TRYING, AS EVER, TO UNDERSTAND JACK KEMP

Give Jack Kemp credit. He spurned Bob Dole and endorsed Steve Forbes for the Republican presidential nomination on a matter of principle. But the way he delivered his endorsement — well, that’s another story.

Kemp fumed over attacks by Dole partisans in New York on Forbes’s proposal for a 17 percent flat tax. On March 3, he bawled out Buffalo congressman Bill Paxon, a Kemp protege, in the green room at CNN’s Washington bureau, threatening to stump for Forbes in New York before the March 7 primary. Two days later, he read that Dole himself had said the fiat tax would ruin New York’s economy.

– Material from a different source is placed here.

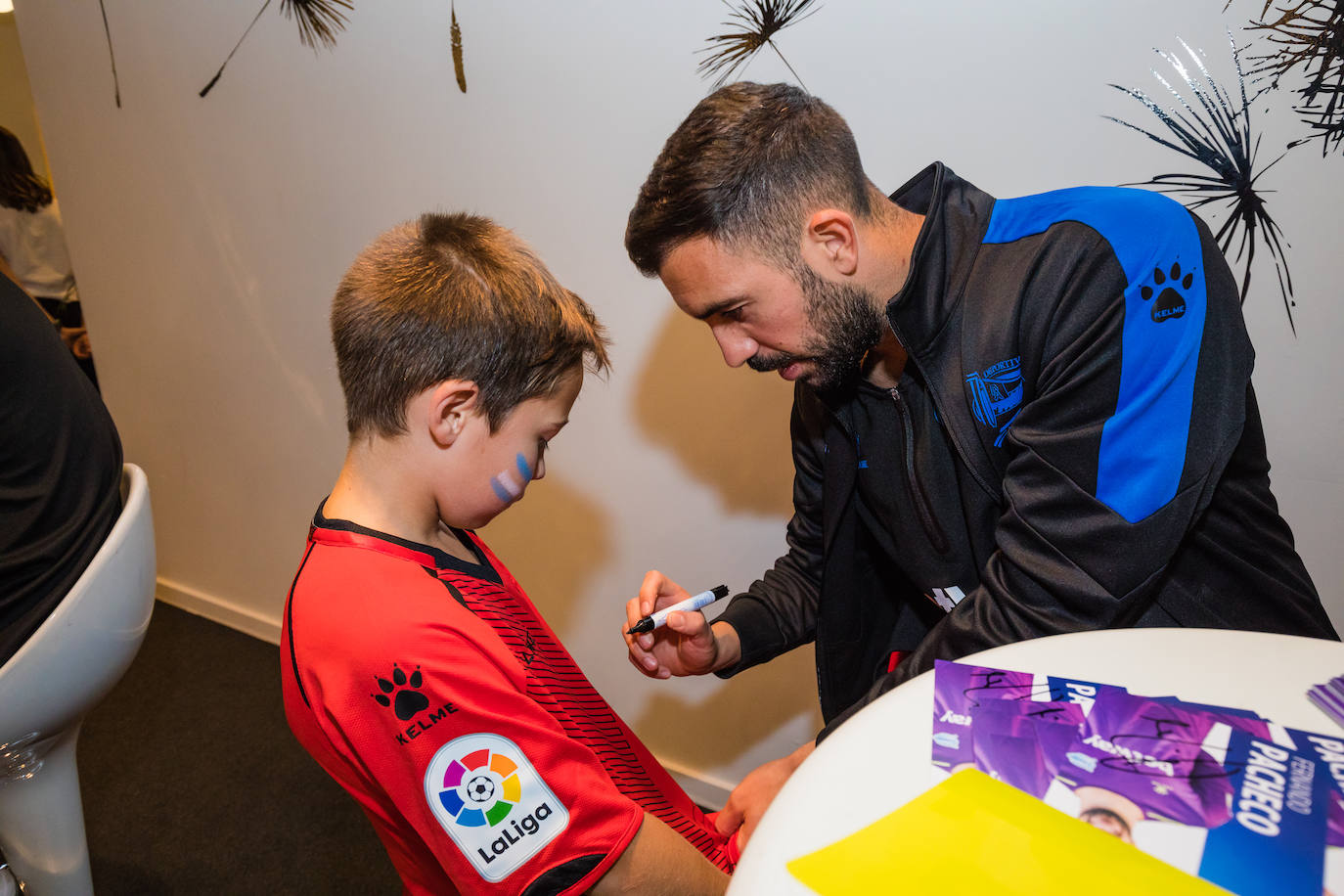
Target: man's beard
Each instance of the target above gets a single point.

That was it for Kemp; he was ready to back Forbes. But he was supposed to meet the next morning with big contributors ($ 25,000 minimum) to Empower America, the think tank where Kemp has a perch. He sent word he was sick with the flu. Bill Bennett, also at Empower America, thought Kemp was giving a speech in Missouri. Kemp’s press guy, Christian Pinkston, also didn’t know of Kemp’s plan. When he arrived at the airport to fly with Kemp to Missouri, the pilot told him they were going to Albany instead.

Bottom line: Forbes was happy, the contributors furious, Bennett miffed. Maddest of all was Newt Gingrich, who’s trying to unify the party behind Dole. He told friends he won’t meet with Kemp anymore. Oddly, the Dole forces weren’t too upset. “At least,” a senior adviser said, “we won’t have to put Kemp in the cabinet now.”